Deep Wave Network for Modeling Multi-Scale Physical Dynamics

cs.LG updates on arXiv.org

Alexander I. Khrabry, Edward A. Startsev, Andrew T. Powis, Igor D. Kaganovich

May 7, 2026, 12:00 AM

arXiv:2605.04198v1 Announce Type: new Abstract: Performance of deep learning models is strongly governed by architectural capacity, with width and depth as primary controls. However, in physical-science applications, models are often compared at a single fixed size or by separating accuracy and computational cost, which can be misleading since architectures exhibit different accuracy-cost scaling as width and depth vary. This issue is particularly relevant for U-Net-type encoder-decoder models, widely used for multi-scale gas, fluid, and plasma dynamics due to their ability to represent features across spatial scales. A U-Net constructs a multi-resolution representation via an encoder that progressively reduces spatial resolution, followed by a decoder that restores it for prediction. Skip connections link corresponding encoder and decoder features, preserving fine-scale information and improving optimization. In practice, U-Net width is routinely tuned, while depth is typically kept fixed (a set number of down/up-sampling stages with few convolutions per stage), limiting systematic exploration of depth for improving the accuracy-cost trade-off.
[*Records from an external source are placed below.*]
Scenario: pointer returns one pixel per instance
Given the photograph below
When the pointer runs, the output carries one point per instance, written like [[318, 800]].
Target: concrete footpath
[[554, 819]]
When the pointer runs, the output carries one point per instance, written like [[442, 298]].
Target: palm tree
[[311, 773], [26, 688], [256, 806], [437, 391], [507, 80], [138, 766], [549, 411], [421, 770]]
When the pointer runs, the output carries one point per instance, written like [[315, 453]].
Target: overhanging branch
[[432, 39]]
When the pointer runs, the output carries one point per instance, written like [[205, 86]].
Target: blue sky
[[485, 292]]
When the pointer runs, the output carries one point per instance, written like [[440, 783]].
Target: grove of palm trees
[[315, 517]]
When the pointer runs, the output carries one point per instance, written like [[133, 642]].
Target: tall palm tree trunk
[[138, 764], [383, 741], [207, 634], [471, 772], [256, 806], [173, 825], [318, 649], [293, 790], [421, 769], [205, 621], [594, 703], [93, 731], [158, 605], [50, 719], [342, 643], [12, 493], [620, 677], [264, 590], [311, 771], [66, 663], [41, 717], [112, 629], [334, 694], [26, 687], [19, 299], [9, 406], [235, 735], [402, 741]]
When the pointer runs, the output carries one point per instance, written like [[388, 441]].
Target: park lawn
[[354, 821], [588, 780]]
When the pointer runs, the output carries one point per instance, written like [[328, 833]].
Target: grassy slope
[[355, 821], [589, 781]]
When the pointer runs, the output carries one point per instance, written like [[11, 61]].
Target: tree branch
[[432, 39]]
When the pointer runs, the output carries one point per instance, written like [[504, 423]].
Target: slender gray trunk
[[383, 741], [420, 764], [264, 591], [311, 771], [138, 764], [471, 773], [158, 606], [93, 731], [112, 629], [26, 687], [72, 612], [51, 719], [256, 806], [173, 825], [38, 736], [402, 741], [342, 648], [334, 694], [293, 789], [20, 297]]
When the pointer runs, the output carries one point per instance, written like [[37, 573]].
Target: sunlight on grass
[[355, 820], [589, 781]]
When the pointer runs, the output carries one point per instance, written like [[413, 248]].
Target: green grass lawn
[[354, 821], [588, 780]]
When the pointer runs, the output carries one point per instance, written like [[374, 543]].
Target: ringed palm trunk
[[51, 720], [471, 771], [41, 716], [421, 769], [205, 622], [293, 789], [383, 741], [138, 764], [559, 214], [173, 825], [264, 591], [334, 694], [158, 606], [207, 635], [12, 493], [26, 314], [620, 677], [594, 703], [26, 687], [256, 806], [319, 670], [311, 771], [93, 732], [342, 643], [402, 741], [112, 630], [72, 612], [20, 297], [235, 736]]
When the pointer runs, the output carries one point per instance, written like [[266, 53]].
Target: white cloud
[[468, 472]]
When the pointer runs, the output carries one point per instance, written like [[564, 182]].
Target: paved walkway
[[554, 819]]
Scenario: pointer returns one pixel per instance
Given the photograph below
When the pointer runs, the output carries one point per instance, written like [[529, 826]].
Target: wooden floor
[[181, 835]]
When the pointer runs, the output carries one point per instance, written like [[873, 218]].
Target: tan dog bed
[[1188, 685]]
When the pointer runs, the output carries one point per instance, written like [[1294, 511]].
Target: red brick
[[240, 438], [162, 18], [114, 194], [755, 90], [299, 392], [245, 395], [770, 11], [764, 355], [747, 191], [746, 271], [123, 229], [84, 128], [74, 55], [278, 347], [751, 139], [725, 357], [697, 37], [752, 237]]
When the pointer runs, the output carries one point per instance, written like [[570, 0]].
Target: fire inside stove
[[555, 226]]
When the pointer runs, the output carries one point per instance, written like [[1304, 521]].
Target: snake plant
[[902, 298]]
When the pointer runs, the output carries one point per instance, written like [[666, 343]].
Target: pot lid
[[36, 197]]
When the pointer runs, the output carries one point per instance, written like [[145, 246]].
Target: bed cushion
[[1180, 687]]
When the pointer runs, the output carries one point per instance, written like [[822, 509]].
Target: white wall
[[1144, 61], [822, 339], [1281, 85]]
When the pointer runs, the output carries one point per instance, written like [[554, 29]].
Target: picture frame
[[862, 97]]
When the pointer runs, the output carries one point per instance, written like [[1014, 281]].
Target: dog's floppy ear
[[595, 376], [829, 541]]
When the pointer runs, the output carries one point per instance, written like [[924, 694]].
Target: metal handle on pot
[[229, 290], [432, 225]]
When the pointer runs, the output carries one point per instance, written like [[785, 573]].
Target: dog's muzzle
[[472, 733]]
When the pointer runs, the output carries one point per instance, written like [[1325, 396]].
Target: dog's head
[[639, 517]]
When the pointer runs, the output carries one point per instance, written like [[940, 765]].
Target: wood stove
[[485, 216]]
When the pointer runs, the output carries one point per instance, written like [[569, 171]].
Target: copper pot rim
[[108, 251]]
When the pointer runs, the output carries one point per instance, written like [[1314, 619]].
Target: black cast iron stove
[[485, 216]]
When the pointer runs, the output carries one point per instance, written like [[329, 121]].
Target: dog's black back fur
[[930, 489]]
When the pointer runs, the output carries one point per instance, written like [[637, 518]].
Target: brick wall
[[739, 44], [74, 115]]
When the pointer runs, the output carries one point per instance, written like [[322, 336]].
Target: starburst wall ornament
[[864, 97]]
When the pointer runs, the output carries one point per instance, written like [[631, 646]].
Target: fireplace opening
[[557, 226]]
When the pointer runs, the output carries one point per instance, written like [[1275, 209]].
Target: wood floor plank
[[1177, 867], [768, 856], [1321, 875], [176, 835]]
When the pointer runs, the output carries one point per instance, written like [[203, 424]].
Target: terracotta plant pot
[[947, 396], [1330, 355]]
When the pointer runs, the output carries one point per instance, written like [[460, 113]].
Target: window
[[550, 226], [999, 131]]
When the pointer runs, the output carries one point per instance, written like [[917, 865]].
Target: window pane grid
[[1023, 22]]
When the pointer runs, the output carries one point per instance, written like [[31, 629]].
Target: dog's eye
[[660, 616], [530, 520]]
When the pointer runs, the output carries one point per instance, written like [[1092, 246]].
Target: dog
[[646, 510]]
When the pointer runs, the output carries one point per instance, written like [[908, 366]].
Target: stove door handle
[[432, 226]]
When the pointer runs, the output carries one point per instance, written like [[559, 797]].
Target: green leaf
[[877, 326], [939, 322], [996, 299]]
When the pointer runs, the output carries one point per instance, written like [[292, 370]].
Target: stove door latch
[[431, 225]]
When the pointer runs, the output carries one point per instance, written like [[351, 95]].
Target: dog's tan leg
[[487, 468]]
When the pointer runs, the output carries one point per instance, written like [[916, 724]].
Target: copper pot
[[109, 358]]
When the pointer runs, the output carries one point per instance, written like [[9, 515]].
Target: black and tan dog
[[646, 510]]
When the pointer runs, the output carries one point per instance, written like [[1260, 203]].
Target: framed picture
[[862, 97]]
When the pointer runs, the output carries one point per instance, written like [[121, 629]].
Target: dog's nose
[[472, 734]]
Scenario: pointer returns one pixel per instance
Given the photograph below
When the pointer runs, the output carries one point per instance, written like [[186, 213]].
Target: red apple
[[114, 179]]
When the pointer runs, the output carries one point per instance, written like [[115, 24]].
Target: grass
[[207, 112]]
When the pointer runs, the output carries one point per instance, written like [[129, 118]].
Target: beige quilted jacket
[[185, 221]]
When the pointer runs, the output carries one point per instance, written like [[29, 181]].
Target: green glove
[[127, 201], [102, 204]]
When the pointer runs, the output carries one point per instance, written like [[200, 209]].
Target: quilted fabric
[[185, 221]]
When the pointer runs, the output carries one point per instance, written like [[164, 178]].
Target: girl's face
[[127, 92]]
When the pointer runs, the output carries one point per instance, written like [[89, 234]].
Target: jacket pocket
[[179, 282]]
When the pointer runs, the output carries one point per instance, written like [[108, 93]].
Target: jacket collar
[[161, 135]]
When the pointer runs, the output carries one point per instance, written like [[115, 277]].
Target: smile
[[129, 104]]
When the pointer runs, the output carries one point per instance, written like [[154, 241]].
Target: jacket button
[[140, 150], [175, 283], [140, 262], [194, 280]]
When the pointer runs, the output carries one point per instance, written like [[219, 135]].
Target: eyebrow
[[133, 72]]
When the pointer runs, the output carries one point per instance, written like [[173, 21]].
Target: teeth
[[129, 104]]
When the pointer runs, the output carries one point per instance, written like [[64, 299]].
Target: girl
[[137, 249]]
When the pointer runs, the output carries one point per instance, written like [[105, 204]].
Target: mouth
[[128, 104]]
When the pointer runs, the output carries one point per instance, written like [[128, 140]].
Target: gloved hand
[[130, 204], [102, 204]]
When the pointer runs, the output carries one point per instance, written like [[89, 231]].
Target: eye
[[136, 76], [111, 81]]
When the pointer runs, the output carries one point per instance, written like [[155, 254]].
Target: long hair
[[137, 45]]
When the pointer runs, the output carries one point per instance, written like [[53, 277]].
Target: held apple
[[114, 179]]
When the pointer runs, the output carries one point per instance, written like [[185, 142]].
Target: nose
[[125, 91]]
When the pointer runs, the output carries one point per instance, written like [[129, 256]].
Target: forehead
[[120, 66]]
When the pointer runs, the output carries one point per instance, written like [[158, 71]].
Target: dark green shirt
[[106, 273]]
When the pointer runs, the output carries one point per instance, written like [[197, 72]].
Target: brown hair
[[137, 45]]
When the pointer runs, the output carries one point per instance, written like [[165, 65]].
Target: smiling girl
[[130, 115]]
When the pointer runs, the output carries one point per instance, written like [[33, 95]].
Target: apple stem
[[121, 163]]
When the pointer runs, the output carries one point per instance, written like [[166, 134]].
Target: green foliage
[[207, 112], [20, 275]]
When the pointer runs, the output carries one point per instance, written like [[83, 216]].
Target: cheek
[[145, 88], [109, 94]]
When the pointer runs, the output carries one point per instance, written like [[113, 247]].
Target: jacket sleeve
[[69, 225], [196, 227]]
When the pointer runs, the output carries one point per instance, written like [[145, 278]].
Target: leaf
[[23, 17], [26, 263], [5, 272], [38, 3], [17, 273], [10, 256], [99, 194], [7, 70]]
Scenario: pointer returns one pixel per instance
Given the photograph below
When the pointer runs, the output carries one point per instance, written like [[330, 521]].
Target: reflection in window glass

We address this limitation by increasing effective depth through stacking multiple encoder-decoder "waves" in series, with skip connections both within and across waves to enable progressive cross-scale refinement. We call this architecture a Deep Wave Network (DW-Net). Training data, optimization, and schedules are kept identical across models. Instead of evaluating single configurations, we train multiple width variants of each architecture and compare accuracy vs. GPU time Pareto fronts. Across several 2D and 3D flow benchmarks, DW-Net models consistently improve the Pareto frontier over single-wave U-Nets, achieving higher accuracy at matched cost or similar accuracy at reduced cost, and reaching low-error regimes with up to 3x less training time under identical training settings.